Bali on a Budget
Tegalalang rice fields
When it comes to a Bali vacation, “budget” is probably not the first word that comes to mind. Words you likely think of instead: exotic paradise, far away, honeymoon, or even “that ‘Eat Pray Love’ movie.” (The “love” part of the movie is set in Ubud, Bali). But after you shell out the initial chunk of cash on airfare (I paid $1100 from Los Angeles for October, the shoulder season), Bali is actually a dream for a girl (or guy) on a budget — you can eat, drink and sleep for unbelievably cheap.
The first stop for my friend and me was Ubud, the cultural and artistic capital of Bali nestled in the center of the island.
The best way to save money in Ubud is to stay in a traditional home stay or guesthouse B&B. Although the lower-priced homestays can admittedly get a bit dingy, the slightly higher-end guesthouses — which are still very moderately priced — look and feel a lot like intimate hotels, with pools, canopy beds and complimentary, made-to-order breakfasts.
We delighted in our stay at the lovely Mawa House, a gorgeous guesthouse compound with private terraces, a pool and luxe rain showers — an incredible value at just less than $30 per night.
Ubud is a must-do in Bali, and I’d recommend staying at least a few days in this lush, vibrant town. The air is permeated with the smell of incense, and colorful offerings are ritually laid outside each doorway for the gods (Bali is the only majority Hindu province in Muslim Indonesia).
We enjoyed getting $5 hourlong Balinese massages, playing with macaques in the Sacred Monkey Forest, taking classes at the sprawling Yoga Barn (just $11 per class), filling up on mie goring and nasi goring (fried noodles and fried rice) for less than $4 a plate, and hopping on the back of mopeds to get across the city for just $1.
We also took a quick trip from Ubud up to the Tegallalang rice fields, an endless sea of green. Ubud is packed with cheap activities: if we had more time, we would’ve also taken a jewelry class and cooking class here. Fair warning, though: if you stay a little outside the Ubud city center, you’re likely to be awoken at the crack of dawn by the incessant chatter of roosters, birds, monkeys and stray dogs. Hey, it’s all part of the experience, right?

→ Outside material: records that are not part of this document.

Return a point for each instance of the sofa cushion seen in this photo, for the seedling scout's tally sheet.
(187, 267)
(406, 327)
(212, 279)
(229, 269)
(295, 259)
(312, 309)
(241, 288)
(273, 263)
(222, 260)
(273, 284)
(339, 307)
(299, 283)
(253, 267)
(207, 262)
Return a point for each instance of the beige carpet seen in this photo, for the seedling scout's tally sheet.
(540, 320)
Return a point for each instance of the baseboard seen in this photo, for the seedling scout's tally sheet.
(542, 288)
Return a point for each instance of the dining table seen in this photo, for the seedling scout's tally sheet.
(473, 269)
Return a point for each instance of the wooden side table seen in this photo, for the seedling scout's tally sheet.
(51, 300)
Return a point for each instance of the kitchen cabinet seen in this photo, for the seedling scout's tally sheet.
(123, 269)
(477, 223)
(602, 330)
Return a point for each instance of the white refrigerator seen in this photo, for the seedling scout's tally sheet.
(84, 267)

The most expensive activity we partook in was a sunrise hike up the Mt. Batur volcano, but it was a priceless experience. You’ll need to hire a driver to get you to the mountain and a guide to take you up (a guide is required even if you think you can do it yourself). We paid approximately $50 per person for the bundle, and it also included a sack breakfast. Armed with just a flashlight and the promise of a spectacular sunrise, we strenuously scaled the steep volcano in the pitch of night.
Seeing the glittering night sky was itself a reward — every star seemed to be out and shining. But the true piece de resistance was, of course, the sun slowly breaking over the mountain, illuminating a jaw-dropping panorama of the mountain and glittering lake in the distance.
Following Ubud, we ventured to the Gili Islands (above), a postcard-perfect archipelago of three tiny islands just off the northwest coast of Lombok (Bali’s neighboring island). The journey by taxi and fast-boat to our island of choice, Gili Trawangan, took about three hours from Ubud. We chose Gili Trawangan as it is the largest and busiest of the three islands (the other two are Gili Meno and Gili Air), and known as the “party island” of the Gilis. Despite it being the “largest,” you can still bike around the island within an hour.
To stay on our budget, we slept at Gili Hostel, the island’s only hostel, for $12 per night. Due to its huge, budget-friendly rooftop bar as well as young tenants, the hostel is a very popular meet-up point and pre-party spot on the island. Despite the islands being Muslim, alcohol flows on the tourist-heavy Gilis, except during Ramadan. A really unique feature of Trawangan is there is a designated party every other night of the week at one bar, and all of the island’s visitors descend upon that bar on Mondays, Wednesdays and Fridays. Because everyone goes to the same place, it’s almost unavoidable to meet people and make tons of friends on this island.
Other memorable things we did on the Gilis included a $10 snorkel trip encompassing all three islands, on which I spotted a baby shark and several sea turtles; lots of relaxing on the beach on bean bags; and a cooking class, in which we learned how to make and scarf down a four-course Indonesian mea for just $30 per person.
Our last stop was Legian/Kuta, a loud, rambunctious, tourist-fueled area on the south stretch of Bali. Taking advantage of a Travelzoo getaway, we concluded our trip at the luxurious and immaculate The Stones resort, and wrapped up our vacation getting beach manicures, doing lots of souvenir shopping and indulging in more $5 massages.
My 10 days in Bali barely made a dent in my bank account, proving that once you’re there, a buck in Bali can go quite far.